Jacques Chirac obituário

Uma figura dominante na política francesa durante quatro décadas, Jacques Chirac, que morreu aos 86 anos, tornou-se presidente da França em 1995, na sua terceira tentativa. Ele foi o quinto ocupante do cargo sob a Quinta República. Anteriormente ele tinha sido prefeito de Paris e duas vezes primeiro-ministro, no entanto, quando finalmente alcançou a presidência, ele provou ter pouca visão ou determinação particular, dadas as oportunidades que os eleitores tinham finalmente lhe conferido. Ele tinha feito campanha sobre a fractura social (fractura social), mas pouco ou nada fez para a ultrapassar. Houve alguns aspectos positivos, incluindo a sua conspícua oposição à guerra do Iraque, melhorias na segurança rodoviária e reforma do serviço militar, mas no final dos seus 12 anos no Palácio do Eliseu (durante o seu tempo lá o mandato presidencial foi reduzido de sete para cinco anos) foi difícil apontar grandes reformas para uma sociedade que tanto precisava delas.

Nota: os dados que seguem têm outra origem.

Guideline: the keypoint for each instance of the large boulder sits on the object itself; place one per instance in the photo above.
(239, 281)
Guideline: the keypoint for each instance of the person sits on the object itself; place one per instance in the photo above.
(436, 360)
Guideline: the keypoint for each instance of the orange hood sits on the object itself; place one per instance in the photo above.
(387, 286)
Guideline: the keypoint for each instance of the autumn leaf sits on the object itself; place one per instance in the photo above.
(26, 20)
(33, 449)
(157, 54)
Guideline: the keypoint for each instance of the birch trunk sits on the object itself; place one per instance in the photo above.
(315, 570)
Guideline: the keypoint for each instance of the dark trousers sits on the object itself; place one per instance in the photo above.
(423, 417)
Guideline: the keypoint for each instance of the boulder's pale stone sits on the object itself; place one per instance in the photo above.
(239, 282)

Ele parecia não ter nem vontade nem imaginação para enfrentar os problemas da França, incluindo os colocados por interesses poderosos e imobiliários e pelas finanças públicas. Sua carreira terminou sob uma nuvem quando, com o levantamento de sua imunidade presidencial, um tribunal o condenou por corrupção durante seus anos como prefeito de Paris – quando, entre outras coisas, seus funcionários usaram dinheiro público para empregar membros de seu próprio partido político em empregos fictícios. Nessa altura frágil e com problemas de memória, ele não estava no tribunal para ouvir a sentença suspensa de dois anos que lhe foi imposta em 2011.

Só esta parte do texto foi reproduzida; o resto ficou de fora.